$1,3,6,10,15,...$ for $n=1,2,3,...$ it is the n-th Triangular numbers.
I find it unsual that this sum yields even triangular numbers;
$$\sum_{k=1}^{n}\tan^2\left({k\pi\over 2n+1}\right)=T_{2n}$$
How can I show that? Any hints into this strange sum?
I can't figure it out where to start!
As recommended in the comment section of OPs question we can follow the nice answer of Fallager.

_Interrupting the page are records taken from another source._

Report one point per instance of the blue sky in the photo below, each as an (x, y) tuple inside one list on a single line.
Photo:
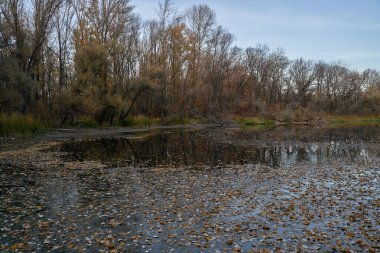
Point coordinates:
[(329, 30)]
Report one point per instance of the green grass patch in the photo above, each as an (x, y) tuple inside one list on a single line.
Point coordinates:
[(20, 125), (254, 121), (139, 121)]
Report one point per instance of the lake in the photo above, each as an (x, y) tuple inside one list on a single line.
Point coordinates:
[(195, 190)]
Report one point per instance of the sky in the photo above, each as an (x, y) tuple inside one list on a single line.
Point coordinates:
[(328, 30)]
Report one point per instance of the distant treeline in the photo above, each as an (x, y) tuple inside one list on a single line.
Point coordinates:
[(62, 60)]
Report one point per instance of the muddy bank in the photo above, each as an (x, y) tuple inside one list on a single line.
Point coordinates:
[(52, 201)]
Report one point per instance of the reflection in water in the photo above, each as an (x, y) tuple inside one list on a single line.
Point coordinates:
[(215, 147), (138, 209)]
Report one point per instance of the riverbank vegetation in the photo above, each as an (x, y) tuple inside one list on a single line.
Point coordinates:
[(92, 63)]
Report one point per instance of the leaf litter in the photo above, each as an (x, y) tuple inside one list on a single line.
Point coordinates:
[(49, 204)]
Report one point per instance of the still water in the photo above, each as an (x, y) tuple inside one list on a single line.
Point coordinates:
[(210, 190), (220, 147)]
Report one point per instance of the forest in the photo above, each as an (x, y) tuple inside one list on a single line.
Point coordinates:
[(63, 61)]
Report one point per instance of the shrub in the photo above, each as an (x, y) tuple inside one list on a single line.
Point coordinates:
[(20, 125)]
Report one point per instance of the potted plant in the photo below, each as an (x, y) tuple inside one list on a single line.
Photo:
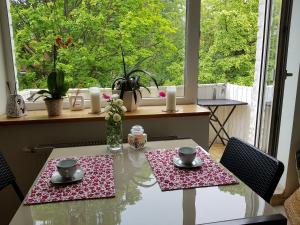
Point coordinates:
[(128, 84), (57, 87)]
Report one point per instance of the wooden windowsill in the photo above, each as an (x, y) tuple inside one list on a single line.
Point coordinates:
[(143, 112)]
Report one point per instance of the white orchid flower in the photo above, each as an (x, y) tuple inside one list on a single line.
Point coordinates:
[(117, 117)]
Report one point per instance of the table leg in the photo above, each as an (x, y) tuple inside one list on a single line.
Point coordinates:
[(213, 117), (223, 124)]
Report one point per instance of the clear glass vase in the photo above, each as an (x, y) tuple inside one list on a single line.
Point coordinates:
[(114, 136)]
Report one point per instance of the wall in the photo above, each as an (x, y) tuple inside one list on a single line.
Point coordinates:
[(25, 165), (289, 139)]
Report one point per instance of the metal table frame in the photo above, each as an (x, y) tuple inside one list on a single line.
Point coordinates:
[(213, 105)]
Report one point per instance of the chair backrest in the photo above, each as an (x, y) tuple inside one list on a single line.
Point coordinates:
[(276, 219), (255, 168), (7, 177)]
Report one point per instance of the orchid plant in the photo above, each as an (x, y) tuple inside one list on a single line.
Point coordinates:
[(57, 87)]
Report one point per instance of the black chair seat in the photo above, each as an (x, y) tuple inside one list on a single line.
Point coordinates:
[(255, 168), (7, 178)]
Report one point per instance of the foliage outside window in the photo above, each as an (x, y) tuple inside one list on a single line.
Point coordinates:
[(228, 41), (144, 28)]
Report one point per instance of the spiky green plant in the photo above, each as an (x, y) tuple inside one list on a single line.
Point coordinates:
[(130, 80)]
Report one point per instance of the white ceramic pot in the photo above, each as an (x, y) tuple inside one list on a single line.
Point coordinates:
[(129, 101), (15, 106), (54, 106)]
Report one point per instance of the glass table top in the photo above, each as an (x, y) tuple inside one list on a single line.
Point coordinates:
[(139, 199)]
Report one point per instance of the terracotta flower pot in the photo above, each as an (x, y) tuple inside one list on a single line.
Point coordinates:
[(54, 106), (129, 101)]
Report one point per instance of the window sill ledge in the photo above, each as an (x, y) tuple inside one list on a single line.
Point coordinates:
[(143, 112)]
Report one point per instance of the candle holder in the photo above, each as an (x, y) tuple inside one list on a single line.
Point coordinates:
[(95, 100), (171, 99)]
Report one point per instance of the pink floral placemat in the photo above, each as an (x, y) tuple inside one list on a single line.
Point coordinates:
[(171, 177), (98, 182)]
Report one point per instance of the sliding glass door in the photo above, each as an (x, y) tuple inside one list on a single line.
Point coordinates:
[(273, 74)]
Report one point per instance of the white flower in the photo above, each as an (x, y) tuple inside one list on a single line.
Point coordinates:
[(115, 96), (117, 117), (107, 108), (119, 102)]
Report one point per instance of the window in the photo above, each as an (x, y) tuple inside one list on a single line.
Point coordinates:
[(158, 31)]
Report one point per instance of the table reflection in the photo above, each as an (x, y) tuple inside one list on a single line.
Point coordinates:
[(139, 200)]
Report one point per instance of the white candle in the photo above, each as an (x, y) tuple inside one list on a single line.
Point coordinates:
[(171, 99), (95, 99)]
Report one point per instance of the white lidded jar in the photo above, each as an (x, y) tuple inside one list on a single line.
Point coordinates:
[(137, 138)]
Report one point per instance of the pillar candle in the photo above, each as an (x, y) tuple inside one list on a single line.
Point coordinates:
[(171, 99), (95, 100)]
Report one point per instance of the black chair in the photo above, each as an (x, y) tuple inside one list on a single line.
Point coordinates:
[(255, 168), (7, 178), (276, 219)]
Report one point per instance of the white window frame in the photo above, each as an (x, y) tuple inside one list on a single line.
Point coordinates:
[(192, 41)]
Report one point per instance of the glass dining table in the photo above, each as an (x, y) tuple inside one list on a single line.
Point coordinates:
[(139, 199)]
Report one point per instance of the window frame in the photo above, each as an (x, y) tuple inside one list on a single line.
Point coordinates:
[(191, 64)]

We obtain \begin{align*} \left(\cos\frac{k\pi}{2n+1}+i\sin\frac{k\pi}{2n+1}\right)^{2n+1}&=(-1)^k\tag{1}\\ \\ \sum_{j=0}^{2n+1}\binom{2n+1}{j}\left(\cos\frac{k\pi}{2n+1}\right)^j\left(i\sin \frac{k\pi}{2n+1}\right)^{2n+1-j}&=(-1)^k\tag{2}\\ \\ \sum_{j=0}^{n}\binom{2n+1}{2j}\left(\cos\frac{k\pi}{2n+1}\right)^{2j}\left(i\sin \frac{k\pi}{2n+1}\right)^{2n+1-2j}&=0\tag{3}\\ \\ \sum_{j=0}^{n}\binom{2n+1}{2j}\left(i\tan \frac{k\pi}{2n+1}\right)^{2n+1-2j}&=0\tag{4}\\ \\ \sum_{j=0}^{n}\binom{2n+1}{2j}\left(i\tan \frac{k\pi}{2n+1}\right)^{2n-2j}&=0\tag{5}\\ \end{align*}
Comment:
In (1) we use De Moivre's formula
In (2) we apply the Binomial theorem
In (3) we take the imaginary part of (2) i.e. with index $j$ even
In (4) we divide by $\left(\cos \frac{k\pi}{2n+1}\right)^{2n+1}$
In (5) we divide by $\tan \frac{k\pi}{2n+1}$
We conclude $\left(\tan\frac{k\pi}{2n+1}\right)^2$ with $0\leq k\leq 2n$ are the zeros of the following polynomial in $z$ \begin{align*} \sum_{j=0}^n\binom{2n+1}{2j}\left(-z\right)^{n-j} \end{align*}
According to Vieta's formulas the sum of the zeros is \begin{align*} \sum_{k=0}^{n}\left(\tan\frac{k\pi}{2n+1}\right)^2=\frac{\binom{2n+1}{2}}{\binom{2n+1}{0}}=n(2n+1)=T_{2n} \end{align*} and the claim follows.